The Rics report cited an increase in the number of new properties listed for sale and interest from buyers in those properties as the reason for their forecast. Tarrant Parsons, their senior economist, said that all of this pointed to “an improving outlook” for the housing market.
But reading between the lines, there is a need for caution. Their forecast that house prices will grow is contingent on falling inflation, which has “led to expectations that the Bank of England will be able to start lowering interest rates later in the year”. This, they say, “should” be able to increase the number of people able to buy and sell homes.
The use of “should” is important to note here. Parsons is talking about a hypothetical scenario in which Britain’s inflation rate remains on a downward slide – not an outcome that is certain to happen.
Indeed, given that inflation has risen again in the US (back to 3.5 per cent) making America’s US Federal Reserve more likely to leave their interest rates where they are at 5.5 per cent, it is absolutely not guaranteed that the Bank of England will cut rates this summer, as many commentators have predicted. Even if they do, mortgage rates will not return to their pre-pandemic lows. They will probably remain around 4 or 5 per cent for some time. That is much higher than they were in 2020/21 and, given that house prices remain at historic highs even with the modest falls recorded by the ONS, that means that getting a mortgage to buy a home is still not possible for vast numbers of people.

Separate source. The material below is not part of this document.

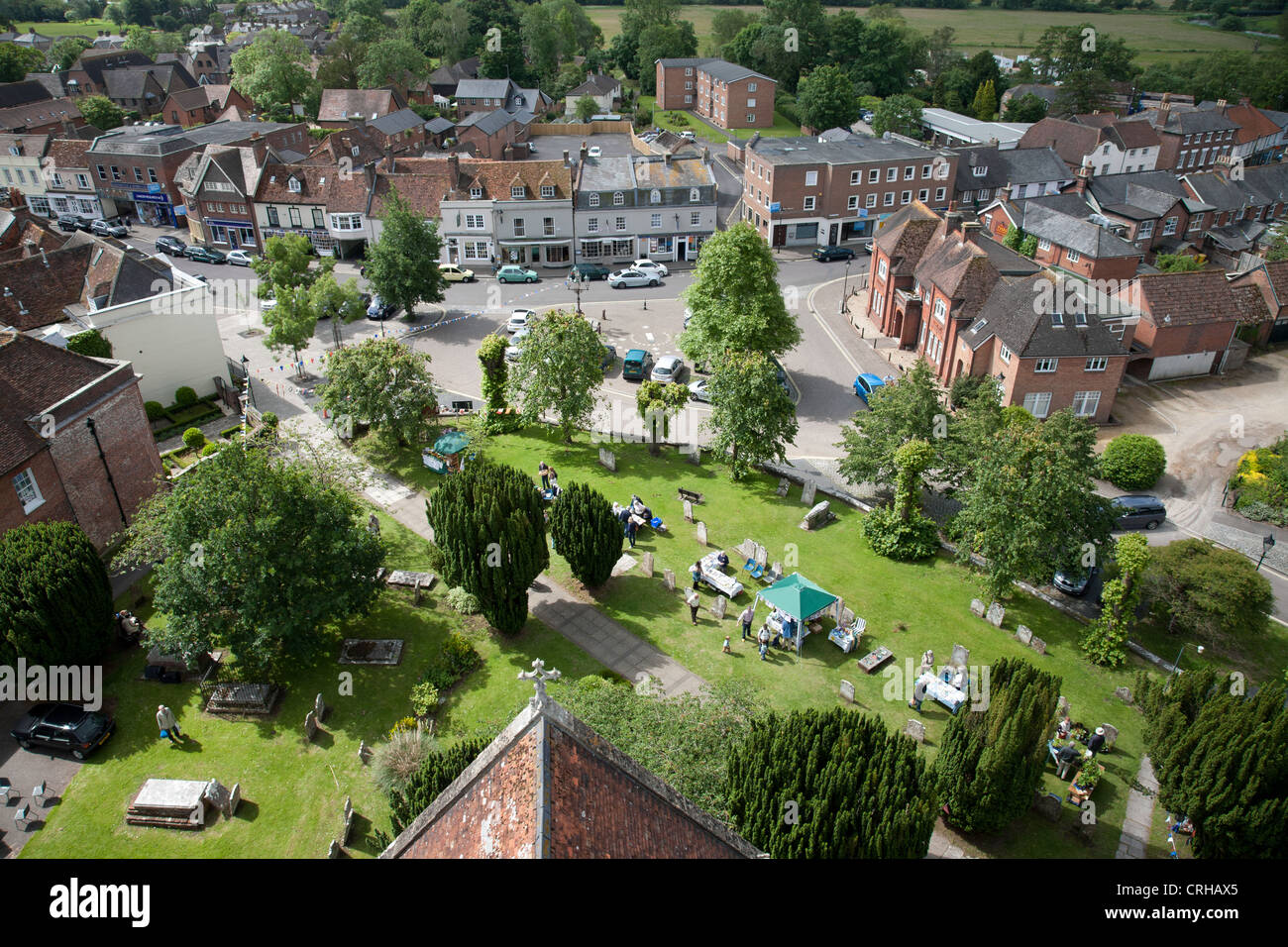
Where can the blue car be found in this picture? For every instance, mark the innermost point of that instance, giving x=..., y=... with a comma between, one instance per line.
x=866, y=384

The only data which point to a possible uptick in house prices is from the Bank of England. Their latest monthly record of how many mortgages were approved showed that the number of mortgage approvals for house purchases rose from 56,100 in January, to 60,400 in February. This means home buying is picking up again. But these figures are still low and ONS data do not suggest that there is suddenly going to be a house price boom. Quite the contrary.

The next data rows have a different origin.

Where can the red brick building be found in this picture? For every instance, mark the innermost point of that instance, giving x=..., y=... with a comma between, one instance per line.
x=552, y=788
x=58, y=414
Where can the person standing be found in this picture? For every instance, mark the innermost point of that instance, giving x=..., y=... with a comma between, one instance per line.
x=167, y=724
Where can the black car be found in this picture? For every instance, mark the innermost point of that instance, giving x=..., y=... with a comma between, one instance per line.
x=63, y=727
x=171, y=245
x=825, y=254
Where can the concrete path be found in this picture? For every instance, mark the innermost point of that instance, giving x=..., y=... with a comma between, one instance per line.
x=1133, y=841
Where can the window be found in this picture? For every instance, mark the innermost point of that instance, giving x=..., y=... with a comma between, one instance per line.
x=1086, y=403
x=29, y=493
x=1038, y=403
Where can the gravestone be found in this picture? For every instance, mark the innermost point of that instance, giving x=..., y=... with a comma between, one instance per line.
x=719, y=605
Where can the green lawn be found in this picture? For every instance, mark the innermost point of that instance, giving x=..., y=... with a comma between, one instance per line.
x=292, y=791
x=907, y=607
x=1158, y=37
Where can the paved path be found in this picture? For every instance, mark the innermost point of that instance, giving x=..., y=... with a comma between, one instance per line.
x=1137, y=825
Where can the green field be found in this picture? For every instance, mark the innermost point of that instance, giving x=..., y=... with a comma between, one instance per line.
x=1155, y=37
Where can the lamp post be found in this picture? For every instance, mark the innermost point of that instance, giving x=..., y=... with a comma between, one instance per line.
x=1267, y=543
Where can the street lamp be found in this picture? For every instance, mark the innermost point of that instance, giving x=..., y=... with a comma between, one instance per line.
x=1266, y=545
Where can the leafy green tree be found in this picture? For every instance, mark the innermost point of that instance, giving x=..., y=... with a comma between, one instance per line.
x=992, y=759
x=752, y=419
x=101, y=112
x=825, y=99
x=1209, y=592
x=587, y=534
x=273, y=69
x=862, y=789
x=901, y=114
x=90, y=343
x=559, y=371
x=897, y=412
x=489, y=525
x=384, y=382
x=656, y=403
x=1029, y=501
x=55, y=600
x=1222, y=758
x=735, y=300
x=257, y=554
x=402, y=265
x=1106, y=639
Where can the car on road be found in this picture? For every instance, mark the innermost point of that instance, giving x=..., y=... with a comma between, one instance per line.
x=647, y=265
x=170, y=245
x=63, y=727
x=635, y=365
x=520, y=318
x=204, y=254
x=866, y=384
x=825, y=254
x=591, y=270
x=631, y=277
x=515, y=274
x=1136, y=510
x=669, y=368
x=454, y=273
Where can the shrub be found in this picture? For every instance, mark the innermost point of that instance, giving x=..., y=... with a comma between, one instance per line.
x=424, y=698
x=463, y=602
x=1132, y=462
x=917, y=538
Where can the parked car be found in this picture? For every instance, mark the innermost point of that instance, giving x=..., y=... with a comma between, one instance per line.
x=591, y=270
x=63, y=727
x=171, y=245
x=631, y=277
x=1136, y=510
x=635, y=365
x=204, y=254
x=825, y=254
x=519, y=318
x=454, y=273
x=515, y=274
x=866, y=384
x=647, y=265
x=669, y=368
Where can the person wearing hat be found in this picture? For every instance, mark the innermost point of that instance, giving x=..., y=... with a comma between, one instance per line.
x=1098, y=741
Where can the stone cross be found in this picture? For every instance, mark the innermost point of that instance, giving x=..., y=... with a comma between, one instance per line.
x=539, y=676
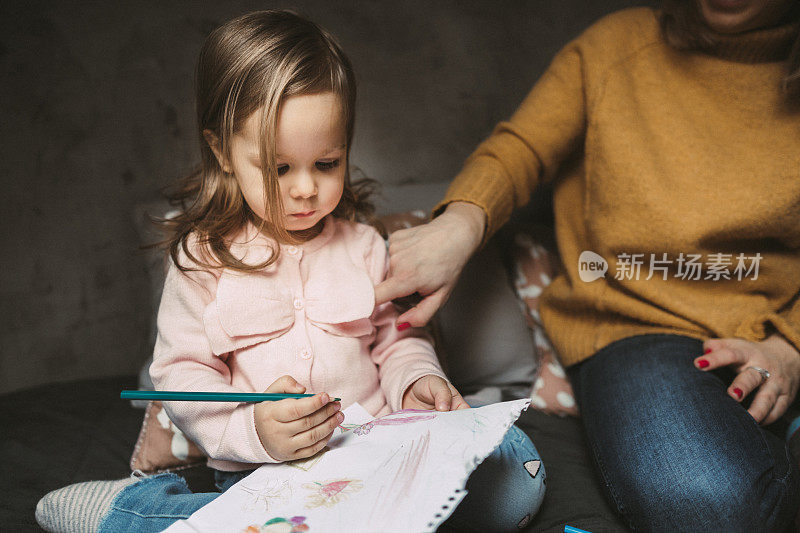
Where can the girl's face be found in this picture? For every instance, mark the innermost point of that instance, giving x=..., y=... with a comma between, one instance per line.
x=734, y=16
x=311, y=157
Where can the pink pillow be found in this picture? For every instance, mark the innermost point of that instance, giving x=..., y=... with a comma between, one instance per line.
x=534, y=268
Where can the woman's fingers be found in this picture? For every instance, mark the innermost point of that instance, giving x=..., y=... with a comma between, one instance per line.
x=458, y=400
x=420, y=314
x=743, y=384
x=762, y=405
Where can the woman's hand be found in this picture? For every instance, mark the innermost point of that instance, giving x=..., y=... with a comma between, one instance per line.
x=296, y=428
x=428, y=259
x=430, y=392
x=773, y=354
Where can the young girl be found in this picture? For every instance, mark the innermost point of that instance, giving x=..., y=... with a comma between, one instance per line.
x=271, y=289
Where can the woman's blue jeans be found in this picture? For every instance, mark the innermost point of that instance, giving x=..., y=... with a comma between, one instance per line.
x=502, y=494
x=675, y=452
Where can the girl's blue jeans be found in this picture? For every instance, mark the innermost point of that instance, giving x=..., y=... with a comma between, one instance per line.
x=502, y=494
x=675, y=452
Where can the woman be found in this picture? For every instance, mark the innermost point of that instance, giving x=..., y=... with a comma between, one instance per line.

We won’t know the true state of Britain’s housing market for some time. As I’ve written before, this is because it takes time between someone making an offer on a home, their purchase being completed and the sale price being recorded by the Land Registry.
I don’t doubt that Rics members are right about the fact that there is demand for housing. But demand does not equal sales and, as ever, the story told by housing market data really depends on who that data comes from.

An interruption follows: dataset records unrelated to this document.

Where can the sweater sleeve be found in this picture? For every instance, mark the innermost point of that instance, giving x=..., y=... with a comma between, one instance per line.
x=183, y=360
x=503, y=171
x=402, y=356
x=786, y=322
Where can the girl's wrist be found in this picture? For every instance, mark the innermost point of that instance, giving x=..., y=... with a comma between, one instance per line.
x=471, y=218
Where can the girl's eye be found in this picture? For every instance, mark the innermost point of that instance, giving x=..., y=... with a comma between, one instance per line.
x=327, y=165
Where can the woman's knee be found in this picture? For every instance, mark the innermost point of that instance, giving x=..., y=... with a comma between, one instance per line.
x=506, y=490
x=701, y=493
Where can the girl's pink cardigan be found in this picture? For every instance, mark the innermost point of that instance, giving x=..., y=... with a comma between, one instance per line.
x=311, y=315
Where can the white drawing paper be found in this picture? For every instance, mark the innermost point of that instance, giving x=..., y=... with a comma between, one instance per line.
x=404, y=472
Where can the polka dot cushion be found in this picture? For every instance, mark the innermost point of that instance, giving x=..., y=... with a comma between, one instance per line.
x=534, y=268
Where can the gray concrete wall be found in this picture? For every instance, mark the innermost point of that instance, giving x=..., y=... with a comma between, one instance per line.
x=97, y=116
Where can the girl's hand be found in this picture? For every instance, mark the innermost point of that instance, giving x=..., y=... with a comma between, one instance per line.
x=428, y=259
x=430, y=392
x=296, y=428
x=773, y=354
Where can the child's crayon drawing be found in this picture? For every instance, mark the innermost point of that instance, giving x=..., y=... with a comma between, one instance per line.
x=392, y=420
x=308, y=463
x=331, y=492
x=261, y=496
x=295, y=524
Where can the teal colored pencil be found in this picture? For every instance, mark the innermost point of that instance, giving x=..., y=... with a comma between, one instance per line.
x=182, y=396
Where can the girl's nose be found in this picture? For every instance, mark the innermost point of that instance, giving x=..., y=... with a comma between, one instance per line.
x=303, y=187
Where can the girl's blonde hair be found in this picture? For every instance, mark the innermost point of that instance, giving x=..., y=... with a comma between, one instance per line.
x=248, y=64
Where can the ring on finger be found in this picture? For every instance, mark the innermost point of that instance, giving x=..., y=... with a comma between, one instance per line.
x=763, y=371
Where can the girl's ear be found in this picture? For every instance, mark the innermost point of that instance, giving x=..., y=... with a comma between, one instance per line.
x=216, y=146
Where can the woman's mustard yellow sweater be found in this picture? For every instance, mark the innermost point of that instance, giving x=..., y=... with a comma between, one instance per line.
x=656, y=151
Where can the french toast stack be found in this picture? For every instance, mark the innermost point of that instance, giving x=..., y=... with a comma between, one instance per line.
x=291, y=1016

If I had £10 for every time a friend, acquaintance or, indeed, reader had asked me “When the best time to buy a home in the next few years is going be?” I would be a very, very rich woman. Such is the British obsession not only with owning homes but with getting a good deal.
Since 2020, Britain’s housing market has been volatile. There was historic house price growth after the first Covid-19 lockdown which collided head-on with post-pandemic inflation and higher mortgage rates. Combined, this caused house prices to fall by an average of 2.3 per cent between 2022 and 2023 and the number of homes sold to plummet to their lowest level since 2013, aka the messy aftermath of the global financial crisis.
The honest question of what happens next to house prices is not as straightforward as buyers, sellers, lenders or agents would hope.